26. The use of the flame retardant-stabilizer combination as claimed in claim 1, as a flame retardant or as an intermediate for preparation of flame retardants for thermoplastic polymers, for thermoset polymers, for clearcoats, for intumescent coatings, for wood and other cellulosic products, for polymer shaped body, film, thread or fiber, for production of flame-retardant polymer molding compositions, for production of flame-retardant polymer moldings and/or for rendering pure and blended polyester and cellulose fabrics flame-retardant by impregnation.

27. The use as claimed in claim 26, wherein the thermoplastic polymers are polyester, polystyrene and/or polyamide, and the thermoset polymers are unsaturated polyester resins, epoxy resins, polyurethanes and/or acrylates.

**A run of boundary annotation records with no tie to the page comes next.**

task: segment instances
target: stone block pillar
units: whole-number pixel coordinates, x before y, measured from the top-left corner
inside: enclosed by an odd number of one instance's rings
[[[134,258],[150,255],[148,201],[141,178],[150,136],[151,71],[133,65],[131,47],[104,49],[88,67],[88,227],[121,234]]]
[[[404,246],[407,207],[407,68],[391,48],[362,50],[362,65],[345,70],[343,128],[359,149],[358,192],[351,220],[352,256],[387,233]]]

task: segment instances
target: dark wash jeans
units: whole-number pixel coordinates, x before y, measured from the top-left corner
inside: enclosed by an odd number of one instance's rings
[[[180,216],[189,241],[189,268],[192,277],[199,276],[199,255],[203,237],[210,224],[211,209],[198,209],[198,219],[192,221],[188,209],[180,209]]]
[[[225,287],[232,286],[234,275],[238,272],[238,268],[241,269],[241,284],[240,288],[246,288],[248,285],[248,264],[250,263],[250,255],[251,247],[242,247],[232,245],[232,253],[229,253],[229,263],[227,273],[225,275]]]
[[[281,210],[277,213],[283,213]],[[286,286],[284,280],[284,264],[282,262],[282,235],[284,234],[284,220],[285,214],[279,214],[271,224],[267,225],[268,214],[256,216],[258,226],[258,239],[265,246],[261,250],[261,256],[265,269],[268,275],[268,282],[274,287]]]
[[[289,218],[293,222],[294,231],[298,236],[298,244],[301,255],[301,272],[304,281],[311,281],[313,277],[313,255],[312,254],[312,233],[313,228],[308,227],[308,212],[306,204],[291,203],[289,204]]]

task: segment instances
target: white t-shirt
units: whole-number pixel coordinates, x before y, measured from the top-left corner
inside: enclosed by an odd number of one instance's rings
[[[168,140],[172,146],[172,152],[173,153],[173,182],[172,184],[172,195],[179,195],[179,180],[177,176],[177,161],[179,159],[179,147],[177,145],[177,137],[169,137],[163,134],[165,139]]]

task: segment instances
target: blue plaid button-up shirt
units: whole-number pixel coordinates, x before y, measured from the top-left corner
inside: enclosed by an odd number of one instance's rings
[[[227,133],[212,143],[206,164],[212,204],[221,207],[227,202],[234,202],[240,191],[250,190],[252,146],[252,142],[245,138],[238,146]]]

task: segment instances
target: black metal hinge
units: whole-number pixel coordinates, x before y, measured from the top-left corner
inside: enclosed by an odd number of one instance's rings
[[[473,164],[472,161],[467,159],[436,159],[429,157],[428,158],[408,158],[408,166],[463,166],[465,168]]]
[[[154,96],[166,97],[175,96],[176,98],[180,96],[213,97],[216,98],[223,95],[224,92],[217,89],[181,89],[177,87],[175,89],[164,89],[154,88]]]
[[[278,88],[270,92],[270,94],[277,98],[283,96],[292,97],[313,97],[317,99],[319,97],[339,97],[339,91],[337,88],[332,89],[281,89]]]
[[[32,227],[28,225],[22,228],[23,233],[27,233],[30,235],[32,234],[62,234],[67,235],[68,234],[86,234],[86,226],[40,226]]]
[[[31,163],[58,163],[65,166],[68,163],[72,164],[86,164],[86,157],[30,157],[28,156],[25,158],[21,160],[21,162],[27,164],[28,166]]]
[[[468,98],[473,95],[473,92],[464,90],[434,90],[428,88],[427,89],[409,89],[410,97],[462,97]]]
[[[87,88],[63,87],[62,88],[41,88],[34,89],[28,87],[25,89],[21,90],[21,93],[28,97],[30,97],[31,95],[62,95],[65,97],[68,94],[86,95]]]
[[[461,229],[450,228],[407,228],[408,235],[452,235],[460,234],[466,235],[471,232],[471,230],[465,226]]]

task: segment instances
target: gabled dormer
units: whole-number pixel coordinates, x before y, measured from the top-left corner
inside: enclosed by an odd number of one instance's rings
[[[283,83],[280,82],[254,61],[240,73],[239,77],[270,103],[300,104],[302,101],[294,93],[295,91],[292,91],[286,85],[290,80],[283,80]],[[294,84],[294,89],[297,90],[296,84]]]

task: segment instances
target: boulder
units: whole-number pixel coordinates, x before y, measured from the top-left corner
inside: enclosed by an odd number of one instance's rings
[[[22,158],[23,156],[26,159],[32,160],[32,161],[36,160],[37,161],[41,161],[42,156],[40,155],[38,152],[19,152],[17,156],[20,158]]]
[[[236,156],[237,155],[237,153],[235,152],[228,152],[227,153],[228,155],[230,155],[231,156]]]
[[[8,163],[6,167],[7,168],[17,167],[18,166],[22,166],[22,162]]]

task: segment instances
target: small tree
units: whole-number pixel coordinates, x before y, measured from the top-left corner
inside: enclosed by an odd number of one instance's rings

28. A flame-retardant plastics molding composition, polymer shaped body, film, thread or fiber comprising the flame retardant-stabilizer combination as claimed in claim 1.

29. A flame-retardant plastics molding composition, polymer shaped body, film, thread or fiber, as claimed in claim 28, wherein the plastics used are thermoplastic polymers of the type high-impact polystyrene, polyphenylene ether, polyamides, polyesters, polycarbonates, thermoplastic polyurethanes and blends or polymer blends of the type ABS (acrylonitrile-butadiene-styrene) or PC/ABS (polycarbonate/acrylonitrile-butadiene-styrene) or PPE/HIPS (polyphenylene ether/HI polystyrene) plastics.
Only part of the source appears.